Sharding Pgvector
10 comments
·March 26, 2025alexgarcia-xyz
ankitml
Well, I have a brute force strategy for pgvector working reasonably well. Individual, partial indexes. It works for all those queries with category_id=<> clauses. You only need an index for larger categories, for categories with rows below a threshold you dont need index a KNN/dot product would work.
jeffchuber
This will work very poorly when your data is changing because the centroids degrade and you'll have very poor recall but likely not know it unless you are also monitoring recall.
I didn't see this in the write-up, so adding it here as a common foot gun.
levkk
Good call-out. The article mentions using a representative sample, but I should definitely put it somewhere on top.
redskyluan
sharding is a bad solution for any databases, especially vector database. See https://milvus.io/blog/why-manual-sharding-is-a-bad-idea-for...
isoprophlex
That's an ad, plain and simple, and as such can't be taken seriously.
> When we reached 100 million vector embeddings, query latency spiked to over a second, something far beyond what our customers would tolerate.
I don't know what else they were doing but 1000 msec latency for 100 million embeddings... that's definitely not on pgvector.
redskyluan
What’s the largest deployment you’ve maintained in production?
If you’ve had the chance to manage one—especially while handling concurrent insert and search operations—you’ve probably felt the pain firsthand and understand just how critical scalability really is.
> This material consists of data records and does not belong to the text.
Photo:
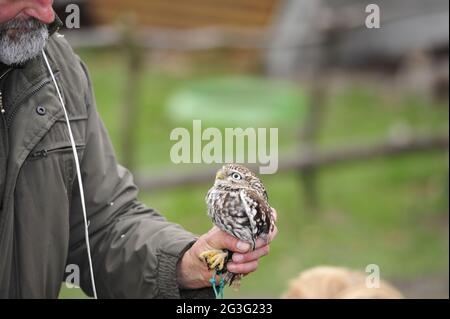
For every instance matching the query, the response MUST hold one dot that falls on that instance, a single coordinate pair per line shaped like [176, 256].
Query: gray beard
[26, 43]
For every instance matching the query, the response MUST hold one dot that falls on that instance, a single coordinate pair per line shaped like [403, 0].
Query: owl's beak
[220, 175]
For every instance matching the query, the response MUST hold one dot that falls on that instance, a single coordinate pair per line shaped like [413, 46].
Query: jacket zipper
[15, 109]
[2, 109]
[44, 153]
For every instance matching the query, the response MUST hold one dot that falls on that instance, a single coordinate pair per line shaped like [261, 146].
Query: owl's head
[237, 176]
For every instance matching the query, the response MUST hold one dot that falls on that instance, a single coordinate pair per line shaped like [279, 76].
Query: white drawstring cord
[80, 183]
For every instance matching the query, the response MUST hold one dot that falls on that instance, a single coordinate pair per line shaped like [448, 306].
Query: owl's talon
[215, 258]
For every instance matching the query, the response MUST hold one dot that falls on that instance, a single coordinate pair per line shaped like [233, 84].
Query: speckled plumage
[238, 204]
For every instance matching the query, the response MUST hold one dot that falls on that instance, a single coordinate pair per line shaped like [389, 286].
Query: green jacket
[135, 250]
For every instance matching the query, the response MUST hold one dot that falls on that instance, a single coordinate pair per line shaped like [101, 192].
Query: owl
[237, 204]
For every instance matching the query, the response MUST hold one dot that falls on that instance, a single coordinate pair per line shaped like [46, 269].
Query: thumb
[218, 239]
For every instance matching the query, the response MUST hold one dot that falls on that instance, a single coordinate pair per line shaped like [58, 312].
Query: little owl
[237, 204]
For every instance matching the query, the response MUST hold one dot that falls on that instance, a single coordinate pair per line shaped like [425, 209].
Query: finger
[244, 268]
[219, 239]
[273, 233]
[251, 256]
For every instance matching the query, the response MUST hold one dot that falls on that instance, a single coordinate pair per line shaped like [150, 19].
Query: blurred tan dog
[328, 282]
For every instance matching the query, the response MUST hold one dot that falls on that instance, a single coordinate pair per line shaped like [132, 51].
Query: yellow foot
[215, 258]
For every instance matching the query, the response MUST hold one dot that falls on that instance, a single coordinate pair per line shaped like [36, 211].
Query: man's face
[23, 29]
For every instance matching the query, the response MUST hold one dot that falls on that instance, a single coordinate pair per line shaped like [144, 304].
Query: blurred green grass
[391, 212]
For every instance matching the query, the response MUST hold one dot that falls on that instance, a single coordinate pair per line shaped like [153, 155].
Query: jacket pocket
[43, 153]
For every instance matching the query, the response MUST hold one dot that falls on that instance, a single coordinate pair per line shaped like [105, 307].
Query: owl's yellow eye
[236, 176]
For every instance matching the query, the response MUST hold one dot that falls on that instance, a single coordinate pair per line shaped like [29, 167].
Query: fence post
[134, 57]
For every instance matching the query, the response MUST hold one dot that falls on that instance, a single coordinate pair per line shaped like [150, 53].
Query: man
[136, 252]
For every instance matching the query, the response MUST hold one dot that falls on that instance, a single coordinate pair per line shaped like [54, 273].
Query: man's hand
[192, 273]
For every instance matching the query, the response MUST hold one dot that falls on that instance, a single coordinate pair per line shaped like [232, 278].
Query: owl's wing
[259, 213]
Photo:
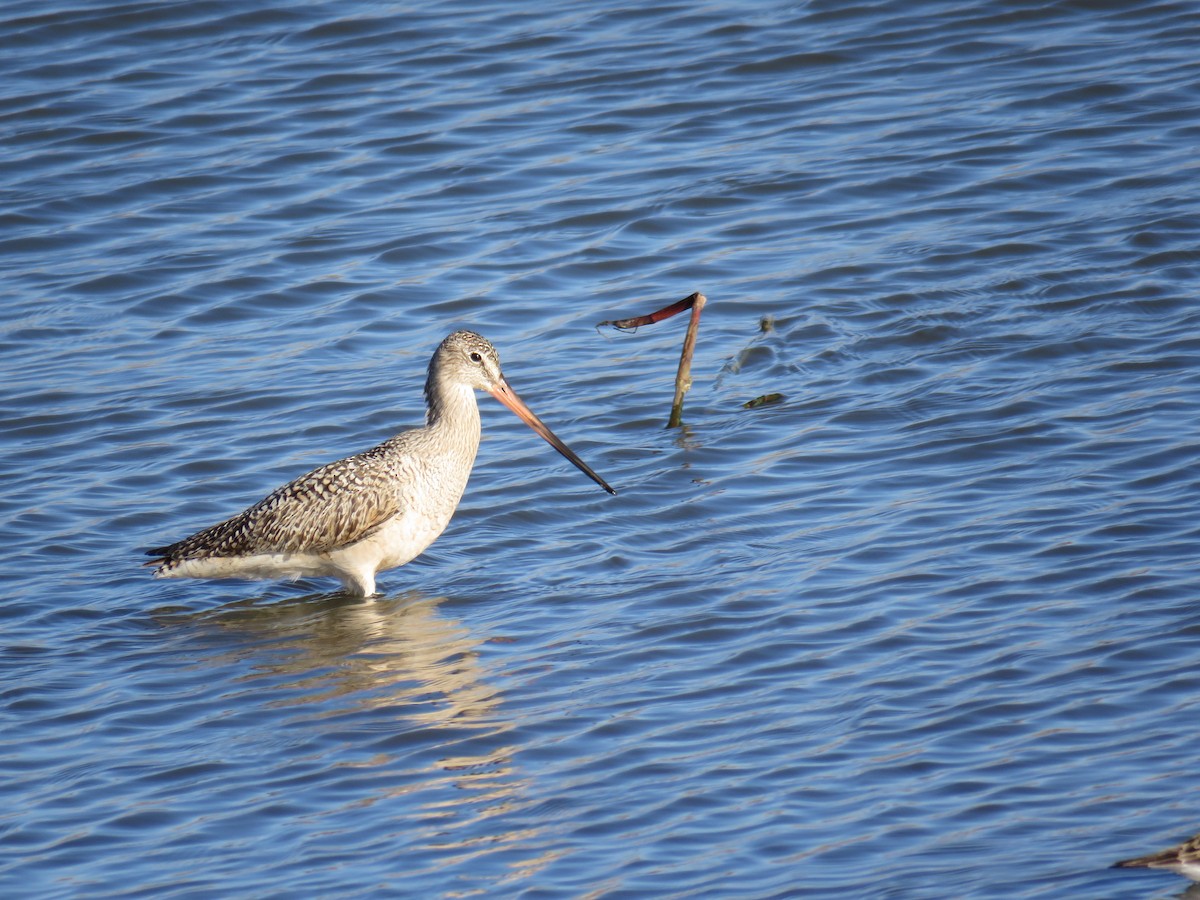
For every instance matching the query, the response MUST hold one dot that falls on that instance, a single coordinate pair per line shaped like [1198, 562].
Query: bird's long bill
[509, 397]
Insert into PGvector is super slow when data accumulate and the index build will take forever
ankitml
Depends on the hardware, sharding layout, bulk/individual insert and table bloat. Looks like you are missing pg_repack..
cluckindan
The article talks about manual sharding, not sharding in general.
charliereese
Thanks for writing about this :)
I really dig more content about how vector databases/tools handle problems like this!
In sqlite-vec, there's only a flat brute-force index (though DiskANN/IVF will be coming soon). But we do have a concept of partition keys[0], which allows you to "internally shard" the vector index based on a user_id or any other value.
Then at query time, any WHERE constraints on a partition key are pushed-down, so only matching vectors are searched instead of the entire index. Definitely not as performant as a proper vector index, but a lot of real-world application have these natural groups anyway. Like "search only English documents" or "search entries in this workspace only", or even "search comments only from the past 30 days."Internally sqlite-vec stores vectors in "chunks", so when partition keys are definds, every chunk is associated with a unique combination of all partition keys. Kinda hard to describe, but if you create a vec0 virtual table and insert some values, you can inspect the internal "shadow tables" in the SQLite database to see how it's all stored.
[0] https://alexgarcia.xyz/sqlite-vec/features/vec0.html#partiti...